A lot of science, math, and precision goes into growing and harvesting Walther’s potatoes all season long. Their harvest takes about three weeks and begins around September 10 each year and ends by October 5. But every bit of it is dependent on the weather.
“They dig according to the temperature,” said Missy Walther, an agronomist for Yara North America and Gary’s wife. “They dig until it gets too warm or too cold.”
On Monday, they dug until it was too warm: about 60 degrees Fahrenheit. Warm potatoes – which are 85% water, Gary Walther said – would rot before they could cool down en masse in storage, despite being stored in climate-controlled buildings. When temperatures grew too warm, digging ceased and Walther drove the harvester back toward its garage location.
The crowd didn’t exactly go wild.
Walther Farms owns four massive John Deere tractors used for harvest work and is currently using nine semi haulers to bring potatoes to storage—16 tons of spuds at a time.

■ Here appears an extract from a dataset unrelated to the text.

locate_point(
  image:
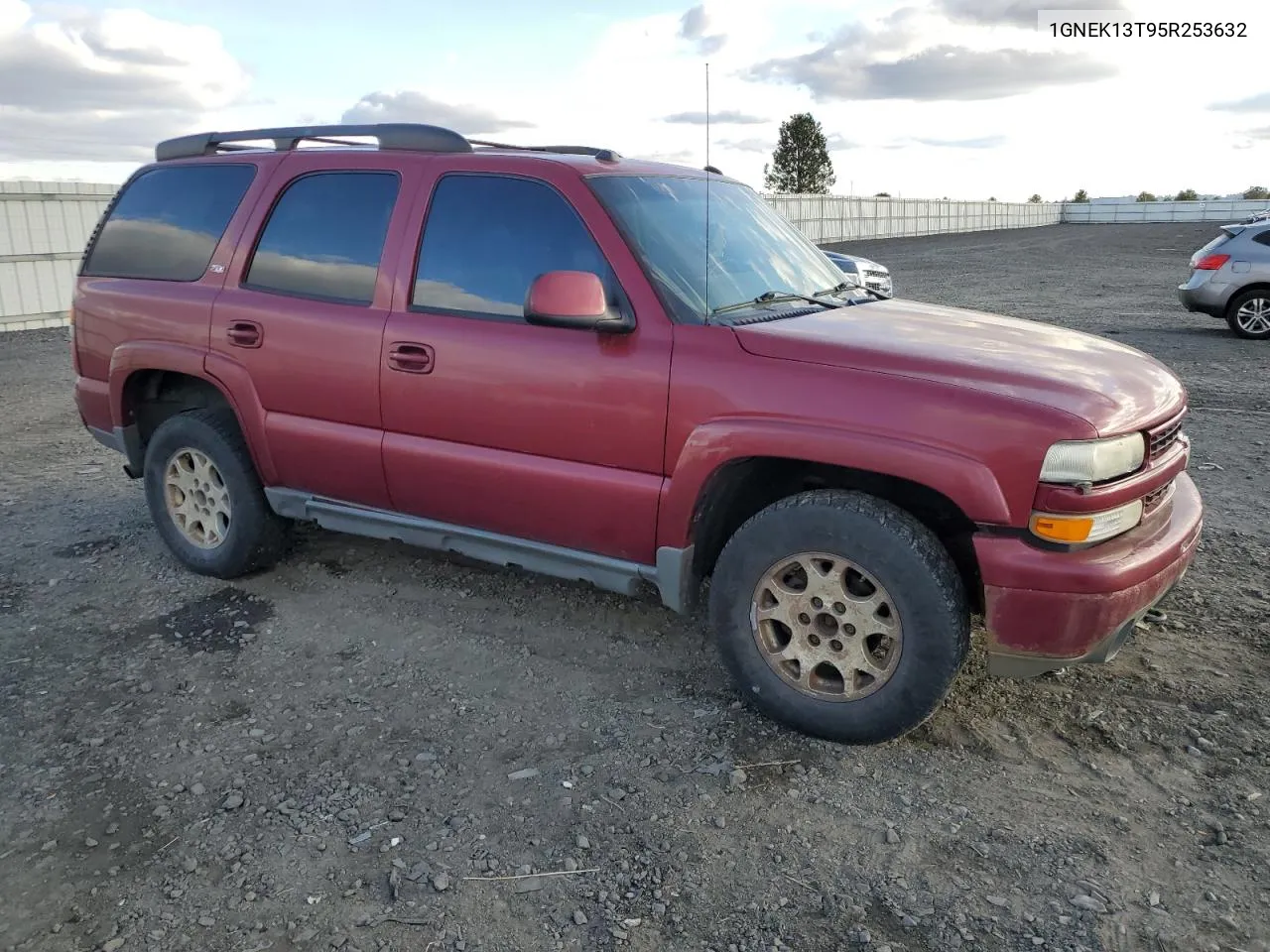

The potatoes stay there for months – some will get shipped out in December; the rest will be gone by May.
For the next few weeks, however, expect to see heavy machinery and large vehicles moving in and out of the Walther Farms fields and properties.
“People should be patient,” said Luce County Undersheriff Mike Peters. “Other than that, follow existing traffic laws to the best of their ability. It’s common sense.”
There have been no accidents between Walter’s harvesters and M-28 drivers, Peters said. Most people understand the situation and deal with it.
Peters encourages drivers to “have a little patience” on the road.
“I just wish they would slow down,” he said. “That’s my message to everyone.”